Opinion

Ladies and gentlemen start your journals!

Saturday, May 22, 2010

A family treasure that has been passed around from cousin to cousin in my family for several decades is a journal written in 1936 by my great-great-great aunt Sophie Alice Nickels. As a married adult woman she came by wagon train with several of her family from Indiana to settle in Missouri. Alice died March 17, 1937. Her niece was my grandmother. Here is some of that journal (spelling errors included.)

"My name is Alice Nickels, born in Clark County Indiana in 1856. The first thing I remember was in 1861. Pap went off one morning and came home at noon. He told Mother something and she cried. My sister, Janie and I went out to get some apples. I asked her what Mama was crying about. She said Pap had joined the army. Well, I didn't know what that was. And I couldn't see what she wanted to cry about that for. The war started in 1861, I don't know what month. He left home, but I can just remember how hard I tried to cry like the others but could never shed a tear.

"Pap was gone to war three years. I don't know much about it but one night we were sitting in the kitchen. Mother was sewing and as usual us kids were gathered around her. There was a light broken out of the window and someone had put a pillow in it. There wasn't any wind. All at once this pillow fell out on Mother. We put it back and it fell out again and the third time it fell out she jumped up and went and layed down on the bed. It scared us kids. Then pap came in. He came home on a furlough. Mother thought the pillow falling out was a token Pap had been killed.

"Time went on and Aunt Elvira got sick. She had a girl staying with her and one morning just at day light she died with heart trouble. Well, Aunt wanted me to stay with her. I said I would. Then I got to thinking I would have to sleep right where that girl died and got the idea in my head that I wanted to go home. I got supper over early. Auntie's boy and wife came. I asked her if she would stay all night and let me go home. She said, "I like to stay here." After I left she got to looking at the bed and got as I did about the sleeping. Her man started home. And she yeLled at her man to bring her nightgown back with him.

"Uncle said to her you can go home with him and stay. She told me she started home in a run.

"I had a half mile to go on the main road from Lexington and Washington, two towns. It was getting real dark by the time I got home. They had ate supper. I set down at the table and was eating, as I was too home sick to eat at Aunts. Mama came in and said why wasn't you afraid to come home in the dark on that road. I said, "No, I wasn't afraid but when I got to the branch we called it, then every frog in there said shame, shame, shame. She laughed and that was the last time I ever tried to work out.

"Mat was my dearest school girl chum. We had a habit, her and I at noon eating our lunch then putting our arms around each other. We would open the door. There was only one step. Our habit was to take hold the door knob, give the door a slam, then jump over the step and out on the ground.

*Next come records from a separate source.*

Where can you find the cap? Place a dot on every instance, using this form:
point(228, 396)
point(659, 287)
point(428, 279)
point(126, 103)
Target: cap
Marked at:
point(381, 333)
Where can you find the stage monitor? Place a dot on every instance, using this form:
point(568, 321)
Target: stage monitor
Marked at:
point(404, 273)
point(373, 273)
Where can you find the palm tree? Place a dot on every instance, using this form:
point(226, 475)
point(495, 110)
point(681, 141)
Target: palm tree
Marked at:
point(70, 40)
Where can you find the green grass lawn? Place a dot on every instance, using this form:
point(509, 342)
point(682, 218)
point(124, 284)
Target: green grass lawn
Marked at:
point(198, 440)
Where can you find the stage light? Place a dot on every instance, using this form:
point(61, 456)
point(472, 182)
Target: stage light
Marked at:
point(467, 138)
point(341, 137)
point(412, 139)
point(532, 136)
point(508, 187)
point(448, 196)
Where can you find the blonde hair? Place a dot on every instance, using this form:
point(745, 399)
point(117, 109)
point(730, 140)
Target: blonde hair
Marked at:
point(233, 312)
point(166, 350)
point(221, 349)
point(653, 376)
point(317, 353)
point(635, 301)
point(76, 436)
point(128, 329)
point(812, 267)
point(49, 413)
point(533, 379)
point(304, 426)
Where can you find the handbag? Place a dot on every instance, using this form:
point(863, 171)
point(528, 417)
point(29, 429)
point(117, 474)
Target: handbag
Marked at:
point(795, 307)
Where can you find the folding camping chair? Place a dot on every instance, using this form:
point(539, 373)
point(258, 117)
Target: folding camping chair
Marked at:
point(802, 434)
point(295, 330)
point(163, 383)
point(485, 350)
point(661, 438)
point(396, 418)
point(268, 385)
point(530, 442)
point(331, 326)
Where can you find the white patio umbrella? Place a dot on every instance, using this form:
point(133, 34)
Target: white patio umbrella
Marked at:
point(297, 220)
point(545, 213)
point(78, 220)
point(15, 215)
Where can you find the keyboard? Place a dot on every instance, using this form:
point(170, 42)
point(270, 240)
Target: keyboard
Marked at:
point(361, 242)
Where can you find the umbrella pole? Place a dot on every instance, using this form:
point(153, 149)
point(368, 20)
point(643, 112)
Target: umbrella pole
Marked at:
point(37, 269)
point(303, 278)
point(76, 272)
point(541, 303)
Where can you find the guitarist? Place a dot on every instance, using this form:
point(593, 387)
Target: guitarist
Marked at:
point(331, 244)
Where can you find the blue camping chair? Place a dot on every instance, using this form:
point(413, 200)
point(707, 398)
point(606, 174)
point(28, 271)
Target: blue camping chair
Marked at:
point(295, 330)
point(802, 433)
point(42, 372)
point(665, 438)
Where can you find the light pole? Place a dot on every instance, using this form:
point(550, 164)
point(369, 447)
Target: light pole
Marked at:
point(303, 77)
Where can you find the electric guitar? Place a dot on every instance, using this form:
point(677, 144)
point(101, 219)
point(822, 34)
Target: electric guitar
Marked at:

We done that once too often.

"Mat always wore black water broad dress, pleated on the waist. As we jumped one day, the door caught the bottom of Mat's dress and ripped it nearly all off the waist. I can see her yet how comical she looked. She wrapped around herself. I went in and got our wraps and we had to go half a mile to Mrs. Logan. Mat got one of Logan's dresses and put on while she sewed hers on again. After that we cut the jumping out. Oh dear old days. I love to think of the fun we had together."

Until the next time friends remember -- history is made up of the stories about the people who lived it. If you are really lucky, you can find a written journal from the past to make history live again. Now don't you want to start your own journal?